Бритоголовый неморгающе выдержал его взгляд, буднично сказал, указывая пальцем на баул:
— Желательно взглянуть… Отоприте, пожалуйста.
— Замка нет.
Вытряхнул баул Богда. Пересмотрел все вещи; перелистал книжки, тетрадки, выворачивал даже шерстяные носки, вывязанные накануне бабкой. Начальник, отвалившись, потряс с благоговением устав строевой службы, затрепанную книжонку.
— Интересуетесь строевой службой? Похвально, господин фельдшер.
— Не имею чести еще быть таковым, — ответил Николай, не поддаваясь на его миролюбивую усмешку.
— Еще год учебы им-с, — подсказал Богда, передавая застегнутый на ремни баул. — Не смеем задерживать-с. Через минуту ваш поезд.
На перроне, бегая взглядом по толпе, Николай мучительно искал, кого бы послать к дяде.
Июль 1914 года. В день выпуска с утра в спальнях, коридорах суета. Сразу после молебствия в просторном вестибюле выстроилась защитно-алая шеренга воспитанников.

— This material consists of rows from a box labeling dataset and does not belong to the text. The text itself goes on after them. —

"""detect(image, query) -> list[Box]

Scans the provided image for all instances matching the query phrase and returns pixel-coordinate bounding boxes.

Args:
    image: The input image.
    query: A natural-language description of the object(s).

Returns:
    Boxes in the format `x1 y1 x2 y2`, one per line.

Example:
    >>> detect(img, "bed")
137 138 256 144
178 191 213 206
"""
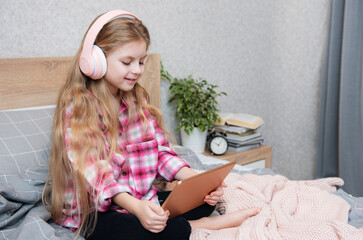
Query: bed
0 54 363 240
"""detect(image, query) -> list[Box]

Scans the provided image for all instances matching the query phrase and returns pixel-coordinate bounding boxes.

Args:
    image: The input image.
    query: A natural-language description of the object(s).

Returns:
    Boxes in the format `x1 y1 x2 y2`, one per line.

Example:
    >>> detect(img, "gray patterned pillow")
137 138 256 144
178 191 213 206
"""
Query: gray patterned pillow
0 107 54 228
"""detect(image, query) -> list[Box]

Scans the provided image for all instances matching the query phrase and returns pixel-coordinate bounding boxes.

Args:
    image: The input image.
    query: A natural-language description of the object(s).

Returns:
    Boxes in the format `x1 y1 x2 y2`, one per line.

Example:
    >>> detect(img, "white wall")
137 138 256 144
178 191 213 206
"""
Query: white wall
0 0 329 179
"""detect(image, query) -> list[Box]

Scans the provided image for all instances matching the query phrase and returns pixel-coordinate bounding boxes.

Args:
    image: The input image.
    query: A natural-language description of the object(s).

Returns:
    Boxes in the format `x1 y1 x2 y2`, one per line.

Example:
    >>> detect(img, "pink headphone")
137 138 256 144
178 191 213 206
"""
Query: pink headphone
79 10 139 79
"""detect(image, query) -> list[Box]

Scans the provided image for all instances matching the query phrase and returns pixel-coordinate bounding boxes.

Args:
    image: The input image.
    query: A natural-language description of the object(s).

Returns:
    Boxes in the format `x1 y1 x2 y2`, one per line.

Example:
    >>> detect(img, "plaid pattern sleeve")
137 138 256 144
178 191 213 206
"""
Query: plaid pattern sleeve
152 119 190 181
65 105 132 218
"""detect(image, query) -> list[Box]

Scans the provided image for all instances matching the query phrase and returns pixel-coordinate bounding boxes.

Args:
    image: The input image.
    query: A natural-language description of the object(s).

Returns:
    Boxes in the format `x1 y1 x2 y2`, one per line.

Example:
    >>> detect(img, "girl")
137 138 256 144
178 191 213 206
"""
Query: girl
44 10 258 239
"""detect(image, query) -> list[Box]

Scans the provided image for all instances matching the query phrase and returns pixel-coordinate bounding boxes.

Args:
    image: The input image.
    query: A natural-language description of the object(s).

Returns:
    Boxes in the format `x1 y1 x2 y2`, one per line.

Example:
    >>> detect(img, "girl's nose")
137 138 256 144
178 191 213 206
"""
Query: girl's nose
131 62 141 74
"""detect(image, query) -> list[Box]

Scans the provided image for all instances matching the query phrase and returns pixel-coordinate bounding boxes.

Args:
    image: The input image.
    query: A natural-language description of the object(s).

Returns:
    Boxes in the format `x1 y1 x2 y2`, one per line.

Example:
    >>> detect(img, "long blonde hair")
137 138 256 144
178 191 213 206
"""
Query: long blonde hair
43 14 165 236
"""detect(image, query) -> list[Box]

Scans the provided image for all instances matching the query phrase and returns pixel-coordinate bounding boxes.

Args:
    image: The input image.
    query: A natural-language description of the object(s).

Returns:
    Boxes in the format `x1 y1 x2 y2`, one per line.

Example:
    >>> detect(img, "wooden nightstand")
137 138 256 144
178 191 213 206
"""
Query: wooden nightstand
203 145 272 168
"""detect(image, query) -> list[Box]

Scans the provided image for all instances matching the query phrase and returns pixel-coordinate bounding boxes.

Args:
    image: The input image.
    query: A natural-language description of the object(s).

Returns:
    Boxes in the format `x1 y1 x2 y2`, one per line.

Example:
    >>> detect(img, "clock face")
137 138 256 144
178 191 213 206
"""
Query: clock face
209 136 228 155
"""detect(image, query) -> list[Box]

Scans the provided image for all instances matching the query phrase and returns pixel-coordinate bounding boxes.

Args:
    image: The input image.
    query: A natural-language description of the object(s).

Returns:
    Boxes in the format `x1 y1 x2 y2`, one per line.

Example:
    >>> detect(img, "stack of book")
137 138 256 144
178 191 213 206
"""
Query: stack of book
214 113 263 152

Ни одной лишней складки под ремнями, ни одного шевеления в застывших свежих мальчишеских лицах. Напротив — стол под голубым сукном; преподаватели, начальство в парадных мундирах. Свидетельства выдает сам начальник школы, генерал Калашников.
— …Андрей Петруня!
Четкий шаг. Вручение, рукопожатие. Тем же строевым Петруня возвращается, но уже не воспитанником старшего возраста, а военным фельдшером, вольноопределяющимся.
— …Дмитрий Мазур!
— …Николай Пикуль!
— …Николай Щорс!
После выпускного вечера Николай сел в утренний поезд. Надо было бы денька два пображничать с однокашниками на радостях согласно заведенному порядку. От сестры получил тревожное письмо: что-то с дядей Казей. Пишет намеками. Болезнь — так бы и сообщила.
Проезжая мост, высунулся в окно. Полный солнца и небесной глуби, Днепр слепил. Николай щурился, ловил открытым ртом свежий ветер, а из головы не выходил дядя. Не болезнь. Нет, нет. Обыск? Арест? Зимой они видались, по казенным делам дядя приезжал в Киев. Поделился тем, что произошло с ним тогда на вокзале в Сновске. На диво он к этому отнесся с усмешкой.
Костя укатил недели полторы назад. Повторным заходом попал в выпускную группу. Наверно, река, рыбалка затянули его совсем — мог бы черкануть пояснее, нежели Кулюша. Незаботливый он у них, равнодушный к чужим, к близким. Горазд на прихоти.